Asiana flight 214, Alpha males, deference, culture


Convention dictates that investigating an airliner crash takes time. Probably a few minutes in many cases. If a plane with functioning engines crashes into an airport runway in good weather then the cause, virtually always, is pilot error. Most accidents are caused by pilot error anyway, so it is always a safe bet. The airline industry takes safety seriously, knowing that there is nothing like a well-publicised crash with lots of deaths at one time to attract media attention and to scare the public away, thus damaging their profits. Because of that they have engineered safety into the system. Engines are more reliable, instrumentation more accurate and reliable and backed up, control systems faster and more reliable, cockpit displays more readable, airport signalling systems more accurate and reliable (the San Francisco one was switched off, but that should be no problem on a sunny morning with clear visibility: it is not foggy Heathrow) and in the end the final errors in the system have people’s names on them.

Crew resource management has been implemented since 1981. It seeks to deal with the Alpha Male problem. The best jet fighter pilots go on to a later career as airline captains. Those who were not Top Guns go on to be co-pilots. Why should a Beta Male co-pilot interrupt an Alpha Male Captain as he makes what appears to be a mistake? He can probably correct it with a flick of a manly wrist, leaving the Beta Male in the wimpish position of being a scaredy-cat who cried wolf. Hence, many co-pilots go quietly to their deaths. The black box often records their final sotto voce words: “Are we coming in a little low, perhaps…..”

So, crew resource management trains the co-pilot to call out things as they are, loud and clear, and makes the captain see himself as part of the team, not the single Top Gun fighter pilot, reduced to the shameful labourer of driving a bus full of geese. Get the team working together and the end result is a reduction in pilot errors.

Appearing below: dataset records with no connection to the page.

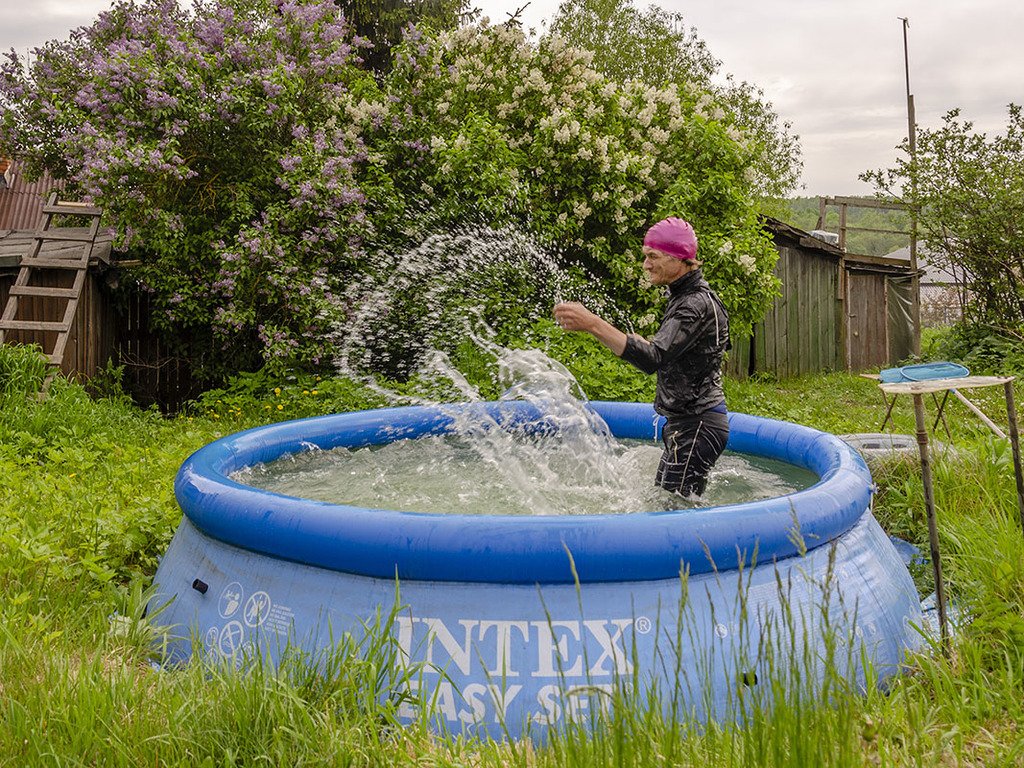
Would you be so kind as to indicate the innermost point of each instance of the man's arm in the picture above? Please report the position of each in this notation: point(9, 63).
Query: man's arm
point(574, 316)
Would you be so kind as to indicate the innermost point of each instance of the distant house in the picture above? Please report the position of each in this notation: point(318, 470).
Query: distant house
point(943, 292)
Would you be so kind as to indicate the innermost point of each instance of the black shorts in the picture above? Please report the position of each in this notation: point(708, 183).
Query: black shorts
point(692, 444)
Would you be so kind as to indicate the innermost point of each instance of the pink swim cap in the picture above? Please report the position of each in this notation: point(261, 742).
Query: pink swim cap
point(674, 237)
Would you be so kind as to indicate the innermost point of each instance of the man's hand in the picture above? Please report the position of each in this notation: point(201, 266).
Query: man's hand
point(574, 316)
point(571, 315)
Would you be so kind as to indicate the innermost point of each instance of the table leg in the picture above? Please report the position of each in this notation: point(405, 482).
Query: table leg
point(1015, 443)
point(889, 412)
point(933, 528)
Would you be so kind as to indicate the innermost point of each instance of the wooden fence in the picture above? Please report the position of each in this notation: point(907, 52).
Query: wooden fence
point(836, 312)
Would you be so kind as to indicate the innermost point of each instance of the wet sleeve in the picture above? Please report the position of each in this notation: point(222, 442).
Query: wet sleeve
point(674, 337)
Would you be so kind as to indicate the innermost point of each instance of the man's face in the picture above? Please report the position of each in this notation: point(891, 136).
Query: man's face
point(663, 268)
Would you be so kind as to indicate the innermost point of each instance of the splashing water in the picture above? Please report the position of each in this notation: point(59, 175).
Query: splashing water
point(572, 466)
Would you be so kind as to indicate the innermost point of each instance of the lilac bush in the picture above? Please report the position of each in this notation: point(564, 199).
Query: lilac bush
point(209, 137)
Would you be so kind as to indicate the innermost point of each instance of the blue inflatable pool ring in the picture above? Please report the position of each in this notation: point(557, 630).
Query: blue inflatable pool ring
point(518, 623)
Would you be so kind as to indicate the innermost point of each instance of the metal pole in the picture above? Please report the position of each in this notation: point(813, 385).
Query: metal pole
point(911, 137)
point(933, 529)
point(1015, 442)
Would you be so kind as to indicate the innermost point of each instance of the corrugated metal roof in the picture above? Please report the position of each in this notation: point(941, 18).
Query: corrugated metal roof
point(22, 202)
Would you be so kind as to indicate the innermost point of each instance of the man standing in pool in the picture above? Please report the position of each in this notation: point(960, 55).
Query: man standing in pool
point(686, 353)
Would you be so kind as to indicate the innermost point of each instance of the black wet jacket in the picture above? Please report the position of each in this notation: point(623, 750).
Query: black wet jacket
point(687, 350)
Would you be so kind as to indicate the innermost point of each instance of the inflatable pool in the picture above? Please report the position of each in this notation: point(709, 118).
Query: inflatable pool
point(516, 624)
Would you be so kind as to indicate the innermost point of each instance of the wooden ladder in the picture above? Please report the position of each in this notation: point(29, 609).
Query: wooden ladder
point(38, 261)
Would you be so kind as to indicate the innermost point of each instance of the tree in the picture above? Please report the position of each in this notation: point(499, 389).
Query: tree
point(382, 23)
point(262, 177)
point(969, 189)
point(657, 48)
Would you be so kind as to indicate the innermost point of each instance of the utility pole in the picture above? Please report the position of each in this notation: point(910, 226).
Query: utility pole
point(911, 138)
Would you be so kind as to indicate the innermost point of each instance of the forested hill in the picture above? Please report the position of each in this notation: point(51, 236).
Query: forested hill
point(803, 213)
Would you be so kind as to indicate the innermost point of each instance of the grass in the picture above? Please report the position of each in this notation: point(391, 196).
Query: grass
point(86, 508)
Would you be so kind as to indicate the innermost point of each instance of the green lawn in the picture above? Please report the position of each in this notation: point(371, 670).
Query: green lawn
point(86, 508)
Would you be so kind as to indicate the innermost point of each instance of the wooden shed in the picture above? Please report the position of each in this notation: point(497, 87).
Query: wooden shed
point(837, 311)
point(91, 339)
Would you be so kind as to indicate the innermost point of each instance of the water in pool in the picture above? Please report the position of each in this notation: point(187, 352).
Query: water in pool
point(517, 474)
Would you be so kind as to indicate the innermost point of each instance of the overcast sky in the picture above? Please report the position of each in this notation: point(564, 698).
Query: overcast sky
point(833, 69)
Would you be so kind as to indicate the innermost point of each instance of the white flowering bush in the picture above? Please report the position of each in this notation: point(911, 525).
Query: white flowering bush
point(486, 121)
point(247, 160)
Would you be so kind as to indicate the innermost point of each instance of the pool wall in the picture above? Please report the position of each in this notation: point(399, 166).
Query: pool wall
point(509, 641)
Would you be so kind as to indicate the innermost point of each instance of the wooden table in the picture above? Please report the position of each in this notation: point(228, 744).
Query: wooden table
point(918, 389)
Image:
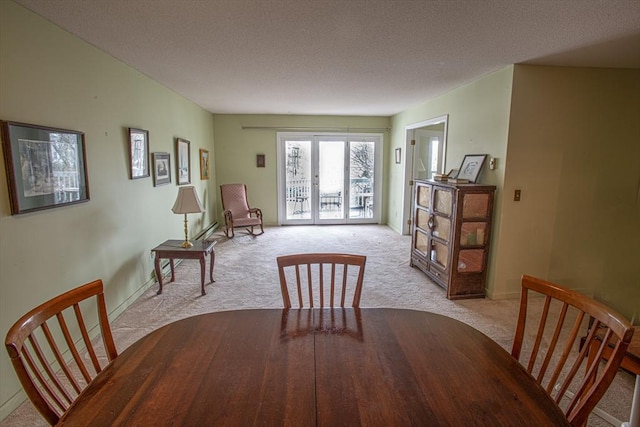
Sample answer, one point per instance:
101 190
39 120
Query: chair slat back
51 350
321 279
234 199
555 356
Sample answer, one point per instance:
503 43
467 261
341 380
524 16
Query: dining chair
309 272
237 213
51 361
557 371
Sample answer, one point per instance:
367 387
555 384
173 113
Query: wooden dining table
315 367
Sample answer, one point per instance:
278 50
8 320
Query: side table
171 249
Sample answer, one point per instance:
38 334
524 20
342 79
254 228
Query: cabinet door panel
422 219
443 201
424 196
421 243
470 260
441 227
440 254
475 206
473 233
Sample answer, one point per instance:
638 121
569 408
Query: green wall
574 151
568 138
49 77
478 121
236 150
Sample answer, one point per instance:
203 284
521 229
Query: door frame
407 186
281 138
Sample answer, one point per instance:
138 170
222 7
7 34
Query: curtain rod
316 128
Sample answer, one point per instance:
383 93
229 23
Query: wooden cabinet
451 230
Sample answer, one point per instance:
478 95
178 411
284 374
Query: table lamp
187 202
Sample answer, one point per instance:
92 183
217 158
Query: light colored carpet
246 277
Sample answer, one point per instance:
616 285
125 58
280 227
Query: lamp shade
187 201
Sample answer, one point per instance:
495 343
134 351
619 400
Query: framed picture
471 166
138 153
204 164
183 151
46 167
161 169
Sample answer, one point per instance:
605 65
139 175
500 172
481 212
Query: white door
328 178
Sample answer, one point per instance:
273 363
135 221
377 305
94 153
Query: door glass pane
331 179
298 179
361 158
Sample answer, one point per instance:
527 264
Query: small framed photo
138 153
471 166
46 167
161 169
204 164
183 152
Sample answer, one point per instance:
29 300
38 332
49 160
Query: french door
329 178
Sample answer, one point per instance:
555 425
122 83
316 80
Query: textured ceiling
343 57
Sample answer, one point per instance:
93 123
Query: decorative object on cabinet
183 153
451 230
187 202
46 167
161 169
471 167
138 153
204 164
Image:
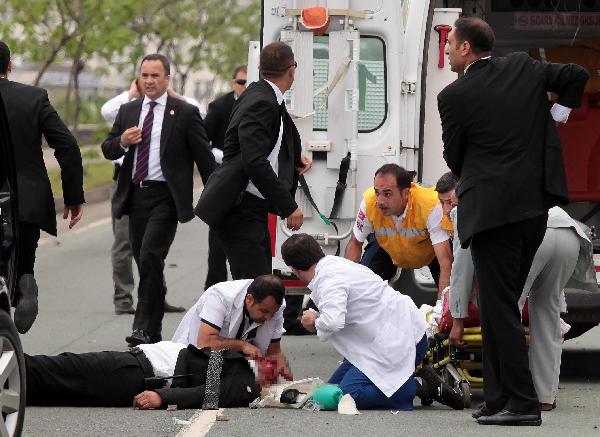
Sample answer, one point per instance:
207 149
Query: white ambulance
365 94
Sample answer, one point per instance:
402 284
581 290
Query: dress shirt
154 168
163 357
274 155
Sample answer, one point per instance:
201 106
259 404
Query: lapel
171 113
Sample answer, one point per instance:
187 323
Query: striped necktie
141 163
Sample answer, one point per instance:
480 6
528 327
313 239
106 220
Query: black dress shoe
137 337
438 390
508 418
125 309
173 309
481 411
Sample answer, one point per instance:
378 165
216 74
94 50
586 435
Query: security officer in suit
216 122
161 137
499 139
30 115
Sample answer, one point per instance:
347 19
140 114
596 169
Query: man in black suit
137 377
161 138
30 115
216 122
261 163
500 139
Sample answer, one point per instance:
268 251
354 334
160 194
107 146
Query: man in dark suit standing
216 122
161 138
500 139
260 169
30 115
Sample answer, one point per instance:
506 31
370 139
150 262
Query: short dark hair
267 285
275 59
403 177
477 32
4 57
239 68
301 251
446 183
158 57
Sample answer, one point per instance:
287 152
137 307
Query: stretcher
459 367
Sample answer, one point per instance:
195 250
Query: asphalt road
76 314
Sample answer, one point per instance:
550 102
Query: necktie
141 163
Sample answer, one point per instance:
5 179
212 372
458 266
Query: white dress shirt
274 155
373 326
163 357
222 307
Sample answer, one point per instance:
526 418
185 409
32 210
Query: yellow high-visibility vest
409 244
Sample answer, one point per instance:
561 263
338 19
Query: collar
476 60
278 93
162 100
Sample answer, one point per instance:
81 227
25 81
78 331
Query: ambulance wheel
465 391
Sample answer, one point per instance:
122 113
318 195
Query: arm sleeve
110 109
66 152
362 226
434 225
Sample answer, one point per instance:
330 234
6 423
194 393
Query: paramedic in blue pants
379 332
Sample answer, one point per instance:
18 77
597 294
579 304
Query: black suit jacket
217 119
499 137
237 388
30 115
183 141
252 133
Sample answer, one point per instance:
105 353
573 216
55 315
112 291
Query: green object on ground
327 396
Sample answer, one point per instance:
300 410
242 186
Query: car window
371 79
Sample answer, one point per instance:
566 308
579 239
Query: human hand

My mole in the airline industry tells me that Ariana doesn’t really get crew resource management. There is a problem about “losing face” in East Asian cultures. Culture is often a collection of bad habits. It should not be sacrosanct, though current fashions assume that if cutting off the clitoris is traditional, then special licence must be given to those among whom it is habitual, even though if it were adopted as an innovation by a Westerner it would be considered criminal. Anyway, I am open to contrary data about the management of cockpits in Ariana planes. It is already admitted that the training pilot noticed the low approach and low speed too late, gunning the engines just as it was no longer possible to abort the landing. Something went wrong in the chain of command, such that a potentially fatal error was picked up and acted upon too late.

Of course, it would be premature, etc…. to comment at this early stage. The accident report will be euphemistic, and the need for training will be emphasised.

Meanwhile, the photos show that some tubby, beta or omega males considered that it was appropriate to save their luggage rather than their fellow passengers. They were probably following the adage: “Men and luggage first”. Of course, it could be a matter of shock. Or it could be egotistic self-absorption. It would be premature to comment at this early stage.